Speaking of New York as a traveller I have two faults to find with it. In the first place there is nothing to see; and in the second place there is no mode of getting about to see anything. Nevertheless New York is a most interesting city. It is the third biggest city in the known world;--for those Chinese congregations of unwinged ants are not cities in the known world. In no other city is there a population so mixed and cosmopolitan in their modes of life. And yet in no other city that I have seen are there such strong and ever-visible characteristics of the social and political bearings of the nation to which it belongs. New York appears to me as infinitely more American than Boston, Chicago, or Washington. It has no peculiar attribute of its own, as have those three cities; Boston in its literature and accomplished intelligence, Chicago in its internal trade, and Washington in its congressional and State politics.
New York has its literary aspirations, its commercial grandeur, and,--heaven knows,--it has its politics also.

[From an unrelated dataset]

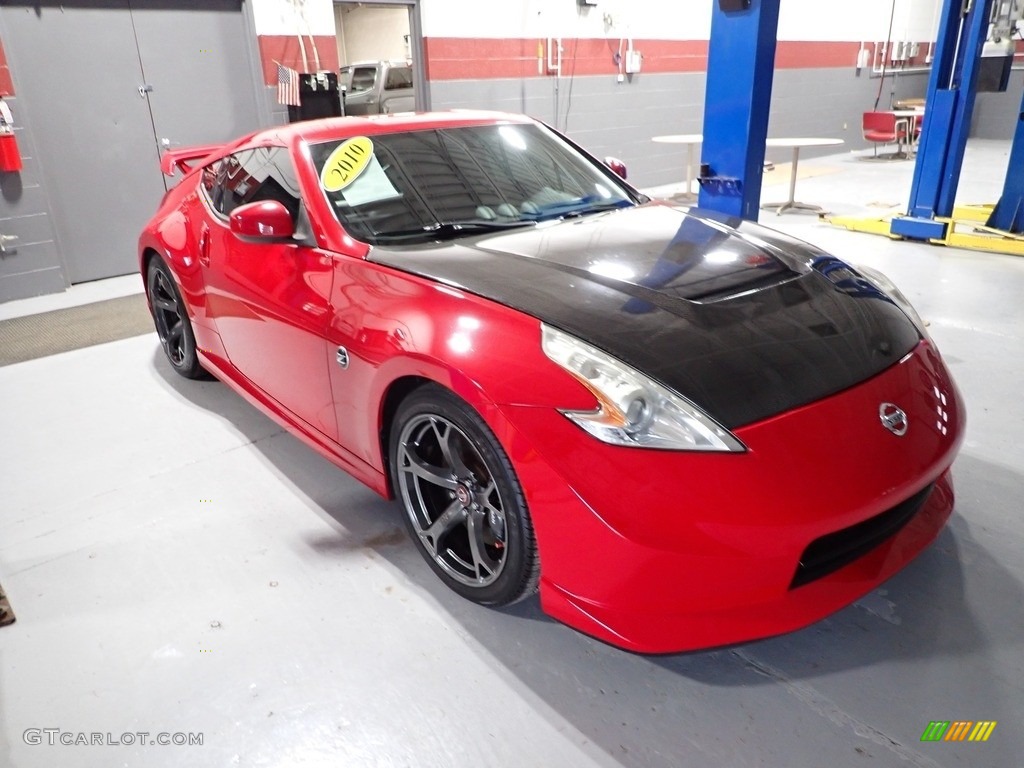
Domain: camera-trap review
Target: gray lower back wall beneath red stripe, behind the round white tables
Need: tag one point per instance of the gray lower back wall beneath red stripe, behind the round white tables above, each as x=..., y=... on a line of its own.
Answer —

But these do not strike the visitor as being specially characteristic of the city.
That it is pre-eminently American is its glory or its disgrace,--as men of different ways of thinking may decide upon it. Free inst.i.tutions, general education, and the ascendancy of dollars are the words written on every paving-stone along Fifth Avenue, down Broadway, and up Wall Street. Every man can vote, and values the privilege. Every man can read, and uses the privilege. Every man worships the dollar, and is down before his shrine from morning to night.
As regards voting and reading no American will be angry with me for saying so much of him; and no Englishman, whatever may be his ideas as to the franchise in his own country, will conceive that I have said aught to the dishonour of an American. But as to that dollar-worshipping, it will of course seem that I am abusing the New Yorkers. We all know what a wretchedly wicked thing money is! How it stands between us and heaven! How it hardens our hearts, and makes vulgar our thoughts! Dives has ever gone to the devil, while Lazarus has been laid up in heavenly lavender. The hand that employs itself in compelling gold to enter the service of man has always been stigmatized as the ravisher of things sacred. The world is agreed about that, and therefore the New Yorker is in a bad way. There are very few citizens in any town known to me which under this dispensation are in a good way, but the New Yorker is in about the worst way of all. Other men, the world over, worship regularly at the shrine with matins and vespers, nones and complines, and whatever other daily services may be known to the religious houses; but the New Yorker is always on his knees.
That is the amount of the charge which I bring against New York; and now having laid on my paint thickly, I shall proceed, like an unskilful artist, to sc.r.a.pe a great deal of it off again. New York has been a leading commercial city in the world for not more than fifty or sixty years. As far as I can learn, its population at the close of the last century did not exceed 60,000, and ten years later it had not reached 100,000. In 1860 it had reached nearly 800,000 in the city of New York itself. To this number must be added the numbers of Brooklyn, Williamsburgh, and the city of New Jersey, in order that a true conception may be had of the population of this American metropolis, seeing that those places are as much a part of New York as Southwark is of London. By this the total will be swelled to considerably above a million. It will no doubt be admitted that this growth has been very fast, and that New York may well be proud of it.
Increase of population is, I take it, the only trustworthy sign of a nation's success or of a city's success. We boast that London has beaten the other cities of the world, and think that that boast is enough to cover all the social sins for which London has to confess her guilt. New York beginning with 60,000 sixty years since has now a million souls;--a million mouths, all of which eat a sufficiency of bread, all of which speak _ore rotundo_, and almost all of which can read. And this has come of its love of dollars.
For myself I do not believe that Dives is so black as he is painted, or that his peril is so imminent. To reconcile such an opinion with holy writ might place me in some difficulty were I a clergyman.